Commenting on the economic situation, Tasco management said, “the prospects of the Group are closely tied to the performance of the global as well as the Malaysian economy, as the health of the logistics industry is closely aligned with the economic activity and international trade. According to the economic reports produced by the esteemed organizations above, both the global and domestic economies are currently facing uncertainties due to aforementioned reasons, with risks tilted towards the downside… Going forward into the second half of the financial year… downside risks for the Group continue to include rising operational costs (in particular new minimum wages as well as higher overtime threshold as announced in the recent national Budget); substantial interest costs (of which we expect to start reducing significantly from the next [financial year] following scheduled repayments); and a more competitive market environment in our traditional core businesses.”

About Tasco

Kuala Lumpur-based Tasco was founded in September 1974 and listed on the Bursa Malaysia in December 2007. It is a subsidiary of Yusen Logistics, which is part of Japan’s NYK Group.

In its March 2019 full year report, the company disclosed revenues of 173 million ringgit ($42.4 million) in its air freight division; 73.8 million ringgit ($18.1 million) in its ocean freight forwarding division; 309.7 million ringgit ($75.9 million) in its contract logistics division; 81.3 million ringgit ($19.9 million) in its trucking division; and 99.0 million ringgit ($24.2 million) in its cold supply chain division.

Tasco employs 2,500 staff in-country, operates over 550 prime movers and trucks, maintains over 250,000 square meters of warehouse space and runs 26 logistics centers across Malaysia.

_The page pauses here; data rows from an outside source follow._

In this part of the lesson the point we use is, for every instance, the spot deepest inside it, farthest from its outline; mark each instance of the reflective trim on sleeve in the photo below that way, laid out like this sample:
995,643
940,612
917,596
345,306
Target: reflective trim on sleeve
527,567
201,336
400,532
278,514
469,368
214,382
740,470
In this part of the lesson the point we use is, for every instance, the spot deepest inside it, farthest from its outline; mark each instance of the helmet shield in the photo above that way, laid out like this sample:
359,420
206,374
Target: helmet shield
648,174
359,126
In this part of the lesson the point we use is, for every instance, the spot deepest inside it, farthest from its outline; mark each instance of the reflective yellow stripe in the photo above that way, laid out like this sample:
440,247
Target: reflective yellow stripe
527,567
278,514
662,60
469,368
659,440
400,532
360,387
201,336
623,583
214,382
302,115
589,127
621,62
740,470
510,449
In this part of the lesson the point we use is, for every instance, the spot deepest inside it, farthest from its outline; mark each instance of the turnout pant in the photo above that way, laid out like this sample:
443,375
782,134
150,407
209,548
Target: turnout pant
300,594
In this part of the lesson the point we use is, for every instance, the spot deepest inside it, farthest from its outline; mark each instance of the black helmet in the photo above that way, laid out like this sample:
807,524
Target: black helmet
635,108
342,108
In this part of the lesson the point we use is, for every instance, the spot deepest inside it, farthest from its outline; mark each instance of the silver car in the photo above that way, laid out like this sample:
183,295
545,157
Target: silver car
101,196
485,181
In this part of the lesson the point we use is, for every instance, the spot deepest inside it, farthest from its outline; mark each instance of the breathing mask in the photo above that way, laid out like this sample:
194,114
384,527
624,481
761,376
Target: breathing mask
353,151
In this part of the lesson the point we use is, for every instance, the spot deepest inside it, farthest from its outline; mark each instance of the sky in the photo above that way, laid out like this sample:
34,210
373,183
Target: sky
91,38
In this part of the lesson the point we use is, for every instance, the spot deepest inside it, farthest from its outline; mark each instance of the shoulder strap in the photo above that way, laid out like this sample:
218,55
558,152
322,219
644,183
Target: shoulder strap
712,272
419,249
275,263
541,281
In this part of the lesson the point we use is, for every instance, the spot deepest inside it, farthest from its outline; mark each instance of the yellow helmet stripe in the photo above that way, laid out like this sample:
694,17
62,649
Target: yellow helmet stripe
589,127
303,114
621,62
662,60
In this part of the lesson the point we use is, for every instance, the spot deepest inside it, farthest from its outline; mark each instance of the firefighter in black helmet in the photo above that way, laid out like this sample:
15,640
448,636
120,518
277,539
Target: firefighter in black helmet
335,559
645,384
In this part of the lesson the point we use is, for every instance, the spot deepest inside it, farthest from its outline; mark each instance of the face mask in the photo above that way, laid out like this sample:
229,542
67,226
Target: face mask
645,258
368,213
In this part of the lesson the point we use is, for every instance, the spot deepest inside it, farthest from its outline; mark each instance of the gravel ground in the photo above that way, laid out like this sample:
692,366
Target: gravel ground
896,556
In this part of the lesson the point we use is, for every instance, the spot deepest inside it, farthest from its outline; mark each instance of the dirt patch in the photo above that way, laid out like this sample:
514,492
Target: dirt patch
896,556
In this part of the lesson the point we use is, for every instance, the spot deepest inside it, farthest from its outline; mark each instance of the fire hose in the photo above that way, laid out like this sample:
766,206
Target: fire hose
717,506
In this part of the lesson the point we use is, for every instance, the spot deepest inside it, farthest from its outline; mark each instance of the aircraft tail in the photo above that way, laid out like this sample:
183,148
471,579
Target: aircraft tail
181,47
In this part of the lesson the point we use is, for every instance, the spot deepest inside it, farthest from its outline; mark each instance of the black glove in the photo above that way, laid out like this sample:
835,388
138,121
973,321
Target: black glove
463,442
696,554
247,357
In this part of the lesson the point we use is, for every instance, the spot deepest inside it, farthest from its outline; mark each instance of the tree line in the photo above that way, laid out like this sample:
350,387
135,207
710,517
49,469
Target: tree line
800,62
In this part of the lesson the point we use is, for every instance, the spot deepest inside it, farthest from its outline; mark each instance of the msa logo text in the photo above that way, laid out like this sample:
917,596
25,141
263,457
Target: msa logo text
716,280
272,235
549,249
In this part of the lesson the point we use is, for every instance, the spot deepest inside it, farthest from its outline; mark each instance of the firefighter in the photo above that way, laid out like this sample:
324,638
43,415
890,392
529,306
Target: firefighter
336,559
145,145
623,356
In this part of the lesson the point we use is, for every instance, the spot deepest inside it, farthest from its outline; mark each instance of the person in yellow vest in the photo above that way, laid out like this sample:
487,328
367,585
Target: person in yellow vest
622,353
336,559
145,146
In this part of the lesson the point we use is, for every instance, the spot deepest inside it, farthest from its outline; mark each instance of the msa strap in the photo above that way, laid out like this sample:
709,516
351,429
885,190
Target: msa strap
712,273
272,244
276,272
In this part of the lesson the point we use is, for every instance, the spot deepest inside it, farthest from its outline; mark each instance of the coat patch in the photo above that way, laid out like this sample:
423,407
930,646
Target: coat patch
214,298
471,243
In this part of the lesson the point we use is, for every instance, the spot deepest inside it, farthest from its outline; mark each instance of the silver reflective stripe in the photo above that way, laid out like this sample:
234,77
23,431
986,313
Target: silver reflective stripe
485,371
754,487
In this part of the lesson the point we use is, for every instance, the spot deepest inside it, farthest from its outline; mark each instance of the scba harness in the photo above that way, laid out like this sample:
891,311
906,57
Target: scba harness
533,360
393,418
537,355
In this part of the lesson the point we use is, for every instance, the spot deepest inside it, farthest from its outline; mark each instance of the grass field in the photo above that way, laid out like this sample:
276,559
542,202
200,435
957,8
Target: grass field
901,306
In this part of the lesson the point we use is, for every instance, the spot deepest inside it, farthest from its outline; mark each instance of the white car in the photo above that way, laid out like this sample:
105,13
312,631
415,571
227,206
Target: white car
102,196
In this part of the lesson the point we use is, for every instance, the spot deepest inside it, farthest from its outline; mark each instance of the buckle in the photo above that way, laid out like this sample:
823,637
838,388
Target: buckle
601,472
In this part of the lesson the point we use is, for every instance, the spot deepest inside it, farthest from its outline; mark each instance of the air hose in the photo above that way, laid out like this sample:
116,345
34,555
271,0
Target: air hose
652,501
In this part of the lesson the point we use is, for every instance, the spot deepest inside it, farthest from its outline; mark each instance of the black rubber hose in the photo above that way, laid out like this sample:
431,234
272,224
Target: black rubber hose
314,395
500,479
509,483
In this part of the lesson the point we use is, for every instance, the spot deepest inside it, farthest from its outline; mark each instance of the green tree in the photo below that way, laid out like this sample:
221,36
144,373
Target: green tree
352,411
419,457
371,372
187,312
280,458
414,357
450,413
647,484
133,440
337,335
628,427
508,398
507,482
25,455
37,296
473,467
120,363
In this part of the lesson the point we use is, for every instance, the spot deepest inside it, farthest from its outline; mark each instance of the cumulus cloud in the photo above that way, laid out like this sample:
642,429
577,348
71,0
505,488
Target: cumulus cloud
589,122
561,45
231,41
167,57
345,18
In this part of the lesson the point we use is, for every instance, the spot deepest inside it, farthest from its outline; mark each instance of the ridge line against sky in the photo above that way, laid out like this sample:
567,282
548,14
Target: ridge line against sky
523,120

This graphic shows a seven day moving average of shipments from Malaysia into the U.S. and it is based on U.S. Customs data. A shipment is a single customs filing, so there could be multiple shipments per shipping container. In this graph, while the day-to-day market shows volatility, the overall trend appears to be for growth in shipments of about 60% year-on-year. Source: FreightWaves SONAR.
These two graphs give some indication of why shipments are increasing from Malaysia. It is well known the international freight movements correlate closely with wealth. The wealth a population has tends to go hand-in-hand with increased volumes of freight. As can be seen from the map and especially from the chart, right, Malaysia has massively increased its national wealth over the last twenty or so years. Source: FreightWaves SONAR.
There’s currently a lot of excitement around Vietnam, especially because of all the trade war issues between Washington and Beijing. It may be worth noting that while Vietnam is on a phenomenal growth trajectory (left) both Malayasia (blue) and Thailand (orange) are hardly experiencing sluggish growth trajectories either. Meanwhile, in GDP terms, both Thailand and Malaysia are already much bigger than Vietnam. Source: FreightWaves SONAR.